MotoGP

Monday’s MotoGP Notes from the Qatar Preseason Test

Google+ Pinterest LinkedIn Tumblr

The good news is that the next time the MotoGP assembles inside a racing circuit, nobody will be able to use “it’s only testing” as an excuse. From now on, everything counts.

The bad news is that strong winds and low temperatures made the last day of testing a treacherous affair, disrupting testing plans, and causing a spate of crashes. (Which, in turn, disrupted testing plans even further.)

The really good news is that it looks like we are in for another immensely competitive season, with fifteen riders ending the test within a single second, and the list of realistic candidates for the title weighing in at around seven: the Honda, Ducati, and Yamaha factory riders, plus Alex Rins at Suzuki.
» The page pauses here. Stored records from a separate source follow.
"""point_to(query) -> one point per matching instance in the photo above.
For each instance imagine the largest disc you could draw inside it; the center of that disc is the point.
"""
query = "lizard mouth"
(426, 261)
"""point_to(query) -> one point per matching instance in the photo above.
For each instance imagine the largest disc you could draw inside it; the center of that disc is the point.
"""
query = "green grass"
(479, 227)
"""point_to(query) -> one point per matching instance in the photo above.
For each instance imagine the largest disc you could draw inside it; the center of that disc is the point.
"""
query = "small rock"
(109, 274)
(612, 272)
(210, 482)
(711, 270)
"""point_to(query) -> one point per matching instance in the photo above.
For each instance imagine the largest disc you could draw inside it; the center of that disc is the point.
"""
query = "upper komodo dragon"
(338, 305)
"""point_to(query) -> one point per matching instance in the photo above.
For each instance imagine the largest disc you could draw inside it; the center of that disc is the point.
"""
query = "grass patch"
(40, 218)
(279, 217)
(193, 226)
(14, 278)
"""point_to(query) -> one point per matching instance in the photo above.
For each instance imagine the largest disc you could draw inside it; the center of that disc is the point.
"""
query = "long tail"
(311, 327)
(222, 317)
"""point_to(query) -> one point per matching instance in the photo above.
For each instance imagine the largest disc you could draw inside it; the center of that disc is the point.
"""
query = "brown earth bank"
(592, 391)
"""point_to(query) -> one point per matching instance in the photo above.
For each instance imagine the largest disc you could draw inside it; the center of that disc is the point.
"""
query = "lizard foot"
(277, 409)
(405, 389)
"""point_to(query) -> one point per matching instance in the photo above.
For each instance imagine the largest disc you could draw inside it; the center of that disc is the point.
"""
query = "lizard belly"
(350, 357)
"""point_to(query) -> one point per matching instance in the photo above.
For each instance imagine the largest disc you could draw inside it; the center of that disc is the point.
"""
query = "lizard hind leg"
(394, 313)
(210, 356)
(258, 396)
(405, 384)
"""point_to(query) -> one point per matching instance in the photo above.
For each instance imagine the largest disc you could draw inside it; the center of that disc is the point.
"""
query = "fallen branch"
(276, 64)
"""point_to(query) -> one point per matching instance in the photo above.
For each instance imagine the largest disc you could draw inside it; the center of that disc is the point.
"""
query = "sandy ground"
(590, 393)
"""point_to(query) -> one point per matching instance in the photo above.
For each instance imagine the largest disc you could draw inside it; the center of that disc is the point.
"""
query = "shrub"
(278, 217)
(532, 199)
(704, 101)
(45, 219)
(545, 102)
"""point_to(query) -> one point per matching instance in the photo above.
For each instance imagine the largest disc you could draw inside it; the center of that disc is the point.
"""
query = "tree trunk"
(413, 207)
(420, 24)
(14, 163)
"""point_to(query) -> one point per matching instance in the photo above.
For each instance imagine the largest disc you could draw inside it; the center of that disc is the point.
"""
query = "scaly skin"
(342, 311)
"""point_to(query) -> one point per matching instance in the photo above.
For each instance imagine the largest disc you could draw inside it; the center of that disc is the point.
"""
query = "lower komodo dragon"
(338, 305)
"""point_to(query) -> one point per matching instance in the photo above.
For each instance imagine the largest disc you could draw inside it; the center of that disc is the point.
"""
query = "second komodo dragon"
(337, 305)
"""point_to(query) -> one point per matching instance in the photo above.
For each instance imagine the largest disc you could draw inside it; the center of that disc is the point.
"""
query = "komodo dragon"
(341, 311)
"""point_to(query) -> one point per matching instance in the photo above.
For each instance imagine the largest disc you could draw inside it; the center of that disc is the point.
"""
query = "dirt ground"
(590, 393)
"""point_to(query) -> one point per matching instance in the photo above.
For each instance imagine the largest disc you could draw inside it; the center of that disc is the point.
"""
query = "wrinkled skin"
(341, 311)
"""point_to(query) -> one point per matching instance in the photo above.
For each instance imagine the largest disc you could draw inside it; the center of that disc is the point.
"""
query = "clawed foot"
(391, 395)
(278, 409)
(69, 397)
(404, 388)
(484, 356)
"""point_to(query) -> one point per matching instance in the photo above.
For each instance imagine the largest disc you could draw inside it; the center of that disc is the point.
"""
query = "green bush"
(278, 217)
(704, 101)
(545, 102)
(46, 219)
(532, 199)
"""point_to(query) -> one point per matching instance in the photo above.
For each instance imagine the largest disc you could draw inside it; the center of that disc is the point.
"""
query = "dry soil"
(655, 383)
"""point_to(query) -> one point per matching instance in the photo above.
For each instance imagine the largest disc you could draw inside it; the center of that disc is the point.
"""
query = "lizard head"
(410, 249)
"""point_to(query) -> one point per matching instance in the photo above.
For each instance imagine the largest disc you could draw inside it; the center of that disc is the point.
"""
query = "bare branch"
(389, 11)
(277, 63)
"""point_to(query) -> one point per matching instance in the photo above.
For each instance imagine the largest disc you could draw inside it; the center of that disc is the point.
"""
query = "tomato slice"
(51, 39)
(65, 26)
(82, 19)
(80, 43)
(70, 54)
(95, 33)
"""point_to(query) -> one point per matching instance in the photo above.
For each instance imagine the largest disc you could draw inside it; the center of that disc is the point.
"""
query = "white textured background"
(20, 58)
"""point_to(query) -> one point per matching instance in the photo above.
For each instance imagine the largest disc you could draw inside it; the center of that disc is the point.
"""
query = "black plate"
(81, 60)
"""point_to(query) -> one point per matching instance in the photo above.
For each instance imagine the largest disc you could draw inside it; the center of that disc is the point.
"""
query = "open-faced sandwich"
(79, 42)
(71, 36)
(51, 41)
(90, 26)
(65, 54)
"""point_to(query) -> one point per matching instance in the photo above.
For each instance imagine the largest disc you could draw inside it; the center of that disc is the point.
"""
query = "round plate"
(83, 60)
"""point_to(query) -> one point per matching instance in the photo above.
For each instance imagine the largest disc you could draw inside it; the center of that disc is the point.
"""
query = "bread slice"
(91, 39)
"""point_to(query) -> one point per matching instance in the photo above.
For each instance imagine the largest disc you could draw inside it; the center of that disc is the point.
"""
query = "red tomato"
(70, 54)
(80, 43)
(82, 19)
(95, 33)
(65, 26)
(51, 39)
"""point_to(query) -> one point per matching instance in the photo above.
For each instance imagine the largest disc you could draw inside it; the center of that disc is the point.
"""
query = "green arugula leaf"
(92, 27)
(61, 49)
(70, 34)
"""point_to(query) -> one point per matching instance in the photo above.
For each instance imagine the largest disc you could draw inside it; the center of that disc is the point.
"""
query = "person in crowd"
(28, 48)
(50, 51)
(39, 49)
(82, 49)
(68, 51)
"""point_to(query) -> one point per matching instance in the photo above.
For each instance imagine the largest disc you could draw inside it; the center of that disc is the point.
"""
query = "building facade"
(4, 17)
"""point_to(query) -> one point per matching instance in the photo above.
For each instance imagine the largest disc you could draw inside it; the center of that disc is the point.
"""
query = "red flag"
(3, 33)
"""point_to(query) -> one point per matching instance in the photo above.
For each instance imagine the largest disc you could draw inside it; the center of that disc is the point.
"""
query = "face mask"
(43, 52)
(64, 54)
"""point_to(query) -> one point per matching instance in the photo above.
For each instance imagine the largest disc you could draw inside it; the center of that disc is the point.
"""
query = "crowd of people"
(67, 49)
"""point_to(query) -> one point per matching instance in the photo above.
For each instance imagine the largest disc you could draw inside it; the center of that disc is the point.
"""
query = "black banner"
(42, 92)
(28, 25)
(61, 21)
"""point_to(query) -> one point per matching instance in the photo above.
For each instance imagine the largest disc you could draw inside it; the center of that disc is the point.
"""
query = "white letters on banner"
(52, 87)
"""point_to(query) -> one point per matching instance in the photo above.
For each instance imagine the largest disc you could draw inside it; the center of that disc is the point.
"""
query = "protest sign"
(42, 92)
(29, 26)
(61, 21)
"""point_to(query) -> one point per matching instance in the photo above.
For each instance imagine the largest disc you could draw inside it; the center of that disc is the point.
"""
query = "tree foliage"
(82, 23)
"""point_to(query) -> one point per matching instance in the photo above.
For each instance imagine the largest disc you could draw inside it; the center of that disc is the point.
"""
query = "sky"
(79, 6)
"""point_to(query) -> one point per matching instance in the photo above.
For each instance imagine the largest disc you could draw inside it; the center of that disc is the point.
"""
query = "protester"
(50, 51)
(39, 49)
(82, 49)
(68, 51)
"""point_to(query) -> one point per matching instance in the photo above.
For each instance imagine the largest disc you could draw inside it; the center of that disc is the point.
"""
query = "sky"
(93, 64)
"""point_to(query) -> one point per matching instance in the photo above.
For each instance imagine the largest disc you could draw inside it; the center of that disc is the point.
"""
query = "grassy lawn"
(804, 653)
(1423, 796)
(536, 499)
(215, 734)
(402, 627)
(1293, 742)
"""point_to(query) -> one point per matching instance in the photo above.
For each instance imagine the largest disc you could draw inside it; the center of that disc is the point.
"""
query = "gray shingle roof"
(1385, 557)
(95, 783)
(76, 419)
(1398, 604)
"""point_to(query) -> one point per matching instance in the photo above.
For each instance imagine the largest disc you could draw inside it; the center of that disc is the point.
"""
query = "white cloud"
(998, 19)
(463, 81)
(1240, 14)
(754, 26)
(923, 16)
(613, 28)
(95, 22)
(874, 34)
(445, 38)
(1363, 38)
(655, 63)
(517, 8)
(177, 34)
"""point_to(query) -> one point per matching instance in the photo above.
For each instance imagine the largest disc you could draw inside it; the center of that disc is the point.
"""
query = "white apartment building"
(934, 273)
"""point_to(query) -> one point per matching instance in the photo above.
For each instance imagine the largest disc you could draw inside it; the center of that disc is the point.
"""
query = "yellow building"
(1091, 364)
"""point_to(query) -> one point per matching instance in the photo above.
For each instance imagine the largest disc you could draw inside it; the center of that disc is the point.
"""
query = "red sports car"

Winning will be tough, but finishing on the podium if you can’t win will be the key to taking the title.

But first, there was one last day of testing to do. The wind proved to be a real problem, testing plans being reshuffled because riding was difficult, especially in the late afternoon and early evening, when the wind was at its strongest. The wind blew sand onto the track, which didn’t help grip, and the cool temperatures made that even worse.

The track temperature dropped below 20°C around 8pm, the time the race is scheduled to start in just under two weeks, and rider after rider went down. Among the fallers: Bradley Smith, Johann Zarco, Alex Rins, Cal Crutchlow, Takaaki Nakagami, Marc Márquez, Miguel Oliveira, Tito Rabat, Jorge Lorenzo, Pecco Bagnaia. And that is probably not a complete list.

Race Pace

Despite the crashes, riders still got a lot of work done. Danilo Petrucci and Andrea Dovizioso did a race simulation together, the pair going faster when Petrucci led, Dovizioso struggling with a problematic front tire.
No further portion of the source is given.